Es ist schön, wenn man ein paar Mark Geld auf der Hand hat, daß man notwendige Sachen ohne Sorgen einkaufen kann. Das verdanke ich auch Dir, mein lieber Mann.
Sei nun für heute wieder recht herzlich gegrüßt und geküßt von Deiner Anni.

Mein liebster Ernst!                                                                  Konstanz, 12.11.41

Es ist jetzt 21,30 und ich bin gerade heim gekommen. Woher denn, wirst Du fragen. Ich war bei Vater und habe ihm ein Paket gebracht. Doch warte, ich erzähle Dir lieber den Tageslauf der Reihe nach. Viel ist es ja nicht. Am Vormittag habe ich aufgeräumt, Strümpfe gestopft und Essen gekocht. Am Nachmittag bin ich in den Garten  gegangen und habe die Bäumchen und Sträucher gekalkt. Ich habe den Kalk diesmal mit etwas Wasser angerührt und mit einem Pinsel aufgetragen. Es ging sehr gut. Nun bin ich im Garten ganz fertig. Am Vormittag erhielt ich ein Paket für Vater  aus Blankenloch von den Fricks. Kurt hatte es abgeschickt. Gegen Abend kam dann Kurt selber. Er war 2 Tage in Blankenloch gewesen. Die Frau hat ihm für Vater 2 Brote und noch ein paar Sachen eingepackt. Die habe ich ihm nun runter gebracht. Vater hat sich sehr gefreut. Kurt sieht ganz gesund aus. Er ist ja nicht mehr bei den Nachrichten, sondern bei der Geschützbedienung einer Pak. Wir haben uns heute nur wenig unterhalten können. Er ist bald wieder gegangen, da er einmal ausschlafen wollte. Kurt hat für Jörg ein Motorboot mit Schraube und Steuer mitgebracht. Es ist 28 cm lang. Für Helga hat er ein Etui mit Schere, Häkelnadel, Nadelbüchse, Fingerhut usw. mitgebracht. Es sieht wirklich fein aus. Ich habe ein seidenes Tuch bekommen, wie Du mir welche mitgebracht hast. Diesmal in braun. Einen Karton Bonbons hat er für die Kinder auch wieder mitgebracht. Die Frau Frick hatte noch einige Törtchen mitgegeben.
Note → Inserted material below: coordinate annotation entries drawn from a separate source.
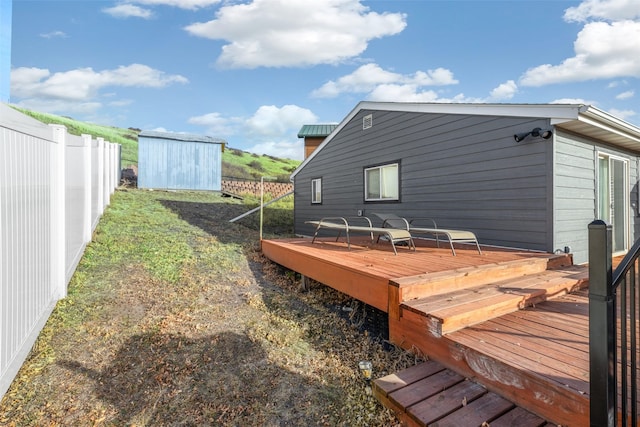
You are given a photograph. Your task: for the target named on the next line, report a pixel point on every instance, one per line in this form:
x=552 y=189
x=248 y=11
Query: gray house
x=520 y=176
x=176 y=161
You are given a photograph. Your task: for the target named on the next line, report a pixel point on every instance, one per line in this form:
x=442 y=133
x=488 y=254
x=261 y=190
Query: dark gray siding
x=464 y=171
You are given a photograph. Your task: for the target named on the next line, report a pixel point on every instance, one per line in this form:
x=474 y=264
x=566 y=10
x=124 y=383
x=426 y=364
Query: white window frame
x=316 y=191
x=626 y=178
x=383 y=187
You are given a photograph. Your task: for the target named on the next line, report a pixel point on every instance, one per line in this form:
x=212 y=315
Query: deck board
x=496 y=357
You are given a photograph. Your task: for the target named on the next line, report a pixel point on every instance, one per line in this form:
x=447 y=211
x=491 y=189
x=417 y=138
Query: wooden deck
x=505 y=321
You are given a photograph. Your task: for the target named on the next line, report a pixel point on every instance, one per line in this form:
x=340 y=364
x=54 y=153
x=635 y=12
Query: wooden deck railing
x=613 y=319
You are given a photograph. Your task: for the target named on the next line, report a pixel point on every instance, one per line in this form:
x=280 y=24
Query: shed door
x=613 y=198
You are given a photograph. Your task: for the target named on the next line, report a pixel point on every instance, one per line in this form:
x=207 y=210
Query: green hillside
x=235 y=163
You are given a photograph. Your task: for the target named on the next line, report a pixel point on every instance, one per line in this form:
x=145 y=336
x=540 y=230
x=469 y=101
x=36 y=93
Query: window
x=367 y=122
x=316 y=190
x=382 y=183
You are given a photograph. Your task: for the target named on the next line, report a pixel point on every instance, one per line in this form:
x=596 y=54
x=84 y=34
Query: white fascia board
x=554 y=111
x=606 y=121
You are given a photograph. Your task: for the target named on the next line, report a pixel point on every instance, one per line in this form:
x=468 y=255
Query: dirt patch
x=231 y=341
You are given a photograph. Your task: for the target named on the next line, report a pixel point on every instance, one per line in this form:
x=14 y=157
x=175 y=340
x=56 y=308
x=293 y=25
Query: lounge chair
x=454 y=236
x=342 y=224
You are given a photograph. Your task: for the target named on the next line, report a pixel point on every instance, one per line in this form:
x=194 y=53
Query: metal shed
x=177 y=161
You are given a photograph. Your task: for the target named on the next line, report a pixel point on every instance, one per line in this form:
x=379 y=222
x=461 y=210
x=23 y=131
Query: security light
x=536 y=132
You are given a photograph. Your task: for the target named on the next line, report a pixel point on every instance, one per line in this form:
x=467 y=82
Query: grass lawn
x=174 y=318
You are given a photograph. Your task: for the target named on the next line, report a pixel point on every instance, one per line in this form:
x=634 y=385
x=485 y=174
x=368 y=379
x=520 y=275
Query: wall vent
x=367 y=121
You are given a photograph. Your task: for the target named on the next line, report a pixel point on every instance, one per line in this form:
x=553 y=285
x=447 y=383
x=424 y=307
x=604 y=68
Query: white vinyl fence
x=53 y=189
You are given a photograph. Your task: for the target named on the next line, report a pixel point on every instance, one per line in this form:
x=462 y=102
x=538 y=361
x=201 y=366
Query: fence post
x=58 y=212
x=100 y=175
x=86 y=152
x=602 y=327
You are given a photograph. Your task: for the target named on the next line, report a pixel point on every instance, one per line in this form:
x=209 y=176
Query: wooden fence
x=53 y=189
x=275 y=189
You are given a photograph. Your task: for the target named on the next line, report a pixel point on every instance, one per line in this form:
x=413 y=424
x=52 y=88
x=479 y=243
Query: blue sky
x=254 y=71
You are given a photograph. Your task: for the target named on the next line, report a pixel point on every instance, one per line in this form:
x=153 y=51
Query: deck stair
x=430 y=394
x=475 y=296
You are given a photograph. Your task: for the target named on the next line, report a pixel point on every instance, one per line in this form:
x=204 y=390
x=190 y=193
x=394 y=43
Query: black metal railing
x=613 y=331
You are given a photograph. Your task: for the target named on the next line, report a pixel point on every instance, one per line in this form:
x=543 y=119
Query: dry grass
x=174 y=318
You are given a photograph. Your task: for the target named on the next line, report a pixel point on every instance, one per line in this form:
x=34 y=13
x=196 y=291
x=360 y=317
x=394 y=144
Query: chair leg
x=452 y=249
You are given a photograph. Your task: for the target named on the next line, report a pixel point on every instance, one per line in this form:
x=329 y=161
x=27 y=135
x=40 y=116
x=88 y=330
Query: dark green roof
x=316 y=130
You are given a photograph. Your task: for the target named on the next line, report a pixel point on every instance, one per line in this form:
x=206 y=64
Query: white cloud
x=611 y=10
x=504 y=91
x=128 y=11
x=182 y=4
x=270 y=130
x=54 y=34
x=626 y=95
x=218 y=125
x=382 y=84
x=52 y=92
x=622 y=114
x=276 y=122
x=602 y=50
x=290 y=33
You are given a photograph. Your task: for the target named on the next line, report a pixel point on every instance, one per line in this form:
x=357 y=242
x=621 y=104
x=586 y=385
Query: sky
x=254 y=71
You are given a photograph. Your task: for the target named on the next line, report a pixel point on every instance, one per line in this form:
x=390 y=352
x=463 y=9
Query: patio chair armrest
x=352 y=219
x=431 y=220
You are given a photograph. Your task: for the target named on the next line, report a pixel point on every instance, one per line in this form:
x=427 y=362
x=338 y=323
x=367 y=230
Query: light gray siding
x=574 y=194
x=465 y=171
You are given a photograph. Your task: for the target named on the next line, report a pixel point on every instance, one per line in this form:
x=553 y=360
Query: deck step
x=457 y=309
x=429 y=284
x=430 y=394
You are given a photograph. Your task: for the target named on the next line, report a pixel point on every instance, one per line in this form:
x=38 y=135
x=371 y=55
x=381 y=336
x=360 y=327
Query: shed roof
x=316 y=130
x=187 y=137
x=582 y=119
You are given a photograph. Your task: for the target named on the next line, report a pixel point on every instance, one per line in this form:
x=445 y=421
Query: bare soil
x=233 y=342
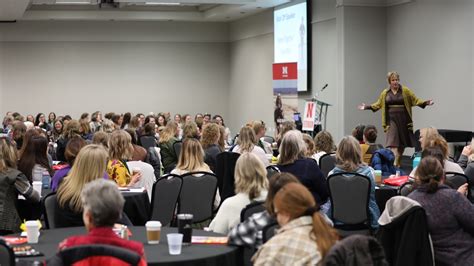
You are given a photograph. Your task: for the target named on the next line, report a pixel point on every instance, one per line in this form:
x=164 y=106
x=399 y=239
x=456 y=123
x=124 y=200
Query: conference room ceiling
x=132 y=10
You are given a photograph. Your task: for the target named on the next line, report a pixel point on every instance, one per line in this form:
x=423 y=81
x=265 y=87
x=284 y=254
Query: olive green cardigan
x=410 y=100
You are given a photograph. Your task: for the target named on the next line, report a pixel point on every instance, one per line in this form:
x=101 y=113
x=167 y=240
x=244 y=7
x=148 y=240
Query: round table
x=195 y=254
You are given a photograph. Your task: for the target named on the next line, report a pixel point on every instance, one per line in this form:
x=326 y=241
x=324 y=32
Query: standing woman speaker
x=396 y=103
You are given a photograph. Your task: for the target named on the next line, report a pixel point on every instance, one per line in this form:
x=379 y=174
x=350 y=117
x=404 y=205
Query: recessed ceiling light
x=161 y=4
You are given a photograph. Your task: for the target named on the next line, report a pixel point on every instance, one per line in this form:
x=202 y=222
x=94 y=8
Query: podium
x=321 y=112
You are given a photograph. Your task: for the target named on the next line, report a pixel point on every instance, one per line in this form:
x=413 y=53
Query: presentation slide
x=291 y=39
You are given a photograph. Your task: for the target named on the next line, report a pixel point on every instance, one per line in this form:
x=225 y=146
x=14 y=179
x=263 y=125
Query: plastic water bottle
x=46 y=180
x=416 y=162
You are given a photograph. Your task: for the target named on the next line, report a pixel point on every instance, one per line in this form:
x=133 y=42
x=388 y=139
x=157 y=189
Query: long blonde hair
x=349 y=154
x=90 y=164
x=250 y=175
x=292 y=147
x=247 y=139
x=8 y=155
x=169 y=132
x=120 y=145
x=295 y=200
x=191 y=157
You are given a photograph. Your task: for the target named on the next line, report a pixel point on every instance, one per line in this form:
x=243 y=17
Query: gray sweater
x=451 y=224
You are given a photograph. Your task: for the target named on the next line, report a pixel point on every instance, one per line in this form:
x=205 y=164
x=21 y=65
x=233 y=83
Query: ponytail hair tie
x=310 y=211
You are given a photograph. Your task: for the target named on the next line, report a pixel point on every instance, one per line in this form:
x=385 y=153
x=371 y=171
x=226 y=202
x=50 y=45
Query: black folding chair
x=455 y=180
x=272 y=170
x=225 y=167
x=49 y=206
x=7 y=257
x=350 y=195
x=70 y=256
x=164 y=198
x=327 y=162
x=254 y=207
x=148 y=141
x=197 y=195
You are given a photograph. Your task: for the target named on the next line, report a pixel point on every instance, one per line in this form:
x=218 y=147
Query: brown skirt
x=398 y=134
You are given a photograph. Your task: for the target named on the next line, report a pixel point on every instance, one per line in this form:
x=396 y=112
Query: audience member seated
x=466 y=161
x=209 y=140
x=191 y=159
x=308 y=140
x=101 y=138
x=304 y=237
x=168 y=137
x=249 y=232
x=250 y=185
x=71 y=129
x=96 y=121
x=139 y=153
x=282 y=129
x=292 y=160
x=369 y=146
x=440 y=142
x=34 y=157
x=40 y=122
x=348 y=159
x=90 y=164
x=148 y=138
x=102 y=203
x=72 y=149
x=260 y=130
x=120 y=151
x=323 y=144
x=17 y=133
x=358 y=133
x=57 y=131
x=450 y=215
x=12 y=183
x=247 y=143
x=191 y=130
x=227 y=136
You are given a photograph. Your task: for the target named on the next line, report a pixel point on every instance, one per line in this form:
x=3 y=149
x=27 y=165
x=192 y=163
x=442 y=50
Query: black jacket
x=356 y=250
x=153 y=159
x=406 y=238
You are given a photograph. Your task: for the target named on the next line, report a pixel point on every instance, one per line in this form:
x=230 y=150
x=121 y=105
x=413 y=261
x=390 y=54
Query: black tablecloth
x=137 y=207
x=195 y=255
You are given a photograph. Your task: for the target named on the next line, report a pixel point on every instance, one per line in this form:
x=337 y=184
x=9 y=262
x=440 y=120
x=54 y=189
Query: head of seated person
x=349 y=154
x=292 y=147
x=297 y=214
x=90 y=164
x=247 y=139
x=370 y=134
x=323 y=142
x=73 y=147
x=101 y=138
x=308 y=140
x=102 y=204
x=358 y=133
x=426 y=135
x=191 y=158
x=191 y=130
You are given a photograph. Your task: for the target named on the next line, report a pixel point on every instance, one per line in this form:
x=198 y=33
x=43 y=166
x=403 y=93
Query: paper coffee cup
x=32 y=231
x=38 y=185
x=153 y=232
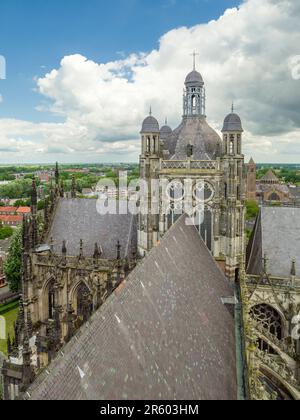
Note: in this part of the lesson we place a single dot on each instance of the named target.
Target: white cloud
(246, 56)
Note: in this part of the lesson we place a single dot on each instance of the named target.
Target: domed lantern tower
(194, 94)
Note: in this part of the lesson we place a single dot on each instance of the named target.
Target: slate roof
(165, 131)
(78, 219)
(277, 234)
(269, 177)
(196, 132)
(165, 334)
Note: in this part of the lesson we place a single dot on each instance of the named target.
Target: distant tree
(5, 231)
(12, 266)
(252, 209)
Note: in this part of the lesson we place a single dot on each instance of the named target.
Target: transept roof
(165, 334)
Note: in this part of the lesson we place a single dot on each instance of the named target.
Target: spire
(46, 214)
(293, 269)
(81, 249)
(96, 251)
(56, 174)
(265, 260)
(33, 196)
(64, 248)
(62, 189)
(194, 60)
(119, 250)
(9, 346)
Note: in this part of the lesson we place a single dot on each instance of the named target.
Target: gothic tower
(198, 174)
(149, 173)
(251, 180)
(234, 192)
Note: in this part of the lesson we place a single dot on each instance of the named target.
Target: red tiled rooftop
(23, 210)
(10, 218)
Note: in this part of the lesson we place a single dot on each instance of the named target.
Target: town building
(269, 189)
(177, 308)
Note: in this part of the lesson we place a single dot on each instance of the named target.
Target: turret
(234, 192)
(150, 136)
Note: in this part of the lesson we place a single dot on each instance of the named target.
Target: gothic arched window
(274, 197)
(269, 318)
(51, 300)
(84, 302)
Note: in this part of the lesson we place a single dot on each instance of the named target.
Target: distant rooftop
(277, 234)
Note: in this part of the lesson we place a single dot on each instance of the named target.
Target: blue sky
(35, 35)
(81, 75)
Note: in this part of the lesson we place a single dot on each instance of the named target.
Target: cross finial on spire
(194, 59)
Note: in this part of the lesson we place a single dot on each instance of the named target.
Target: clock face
(203, 192)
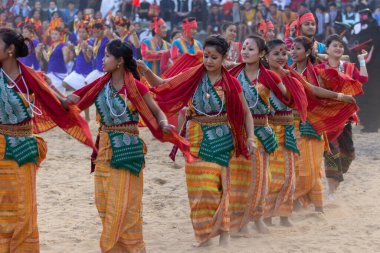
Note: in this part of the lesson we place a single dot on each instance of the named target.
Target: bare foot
(261, 227)
(319, 209)
(268, 222)
(284, 221)
(202, 244)
(224, 239)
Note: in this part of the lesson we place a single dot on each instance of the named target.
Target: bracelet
(340, 97)
(163, 120)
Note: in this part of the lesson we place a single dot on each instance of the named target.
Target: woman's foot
(319, 209)
(261, 227)
(284, 221)
(224, 239)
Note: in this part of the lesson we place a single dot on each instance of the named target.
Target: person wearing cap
(186, 44)
(156, 50)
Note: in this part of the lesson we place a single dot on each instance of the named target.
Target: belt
(20, 130)
(282, 118)
(260, 120)
(131, 129)
(207, 120)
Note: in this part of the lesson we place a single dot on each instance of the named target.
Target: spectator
(68, 14)
(37, 8)
(275, 16)
(249, 14)
(333, 15)
(154, 10)
(227, 10)
(321, 22)
(288, 16)
(350, 17)
(167, 10)
(199, 11)
(53, 8)
(20, 8)
(144, 10)
(215, 19)
(182, 9)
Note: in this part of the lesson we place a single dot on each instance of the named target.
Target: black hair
(333, 37)
(226, 25)
(308, 45)
(260, 42)
(189, 19)
(274, 43)
(119, 49)
(11, 37)
(98, 26)
(174, 33)
(218, 42)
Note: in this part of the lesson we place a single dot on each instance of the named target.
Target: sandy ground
(69, 222)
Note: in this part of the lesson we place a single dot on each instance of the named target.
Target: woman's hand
(72, 99)
(251, 146)
(363, 55)
(142, 66)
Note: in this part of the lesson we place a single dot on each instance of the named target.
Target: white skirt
(95, 74)
(75, 80)
(56, 79)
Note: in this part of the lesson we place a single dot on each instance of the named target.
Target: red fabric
(182, 63)
(307, 17)
(325, 115)
(175, 94)
(136, 3)
(89, 92)
(53, 114)
(271, 80)
(155, 25)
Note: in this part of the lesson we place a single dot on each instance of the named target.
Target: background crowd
(209, 14)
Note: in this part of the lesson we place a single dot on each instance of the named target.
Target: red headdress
(156, 23)
(307, 17)
(188, 25)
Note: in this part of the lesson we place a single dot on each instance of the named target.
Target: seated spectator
(215, 20)
(20, 8)
(350, 17)
(68, 14)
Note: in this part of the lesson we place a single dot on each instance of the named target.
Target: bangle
(163, 120)
(340, 97)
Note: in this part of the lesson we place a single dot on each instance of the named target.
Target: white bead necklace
(34, 109)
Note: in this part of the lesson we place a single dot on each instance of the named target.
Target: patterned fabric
(257, 98)
(309, 170)
(279, 200)
(127, 150)
(290, 136)
(14, 110)
(122, 215)
(307, 130)
(260, 165)
(342, 154)
(18, 205)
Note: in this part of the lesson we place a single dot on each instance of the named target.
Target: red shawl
(182, 63)
(53, 114)
(89, 93)
(176, 94)
(271, 80)
(325, 115)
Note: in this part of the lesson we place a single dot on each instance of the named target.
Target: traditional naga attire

Morgen Abend wollte Kurt Vater besuchen. Als ich nun vorhin unten war, sagte er, Kurt sollte lieber zu uns gehen und er käme rauf. Bei uns sei es doch gemütlicher und wärmer.
Etwas zu trinken hat Kurt für Vater auch mitgebracht. Es freut mich, daß er so an ihn gedacht hat.
Kurt war ganz erstaunt, daß wir wußten, wo er ist. Er konnte gar nicht begreifen, wie wir das herausbekommen haben. Derweil war es an Hand des Schieferkastens doch so einfach.
Vater arbeitet übrigens seit heute da, wo Kurt zuerst gelernt hat. Es ist dort eine Abteilung der Firma untergebracht, bei der Vater schafft. Da hat er es ja jetzt gar nicht mehr weit. Er kann sogar mittags einmal nach hause gehen.
Ich habe gestern 2 Seegrasunterlagen für die Kinder gekauft, auf die sie sich setzen können, wenn sie auf dem Boden spielen. Sie können sie aber auch als Fußunterlagen verwenden. Ich möchte doch, daß unsere Kinder gesund bleiben und der Boden ist jetzt doch ziemlich kalt.
Einen Brief habe ich auch heute von Dir nicht bekommen. Ich hoffe, daß morgen wieder einer kommt.
Sei nun für heute wieder recht herzlich gegrüßt und geküßt von Deiner Anni.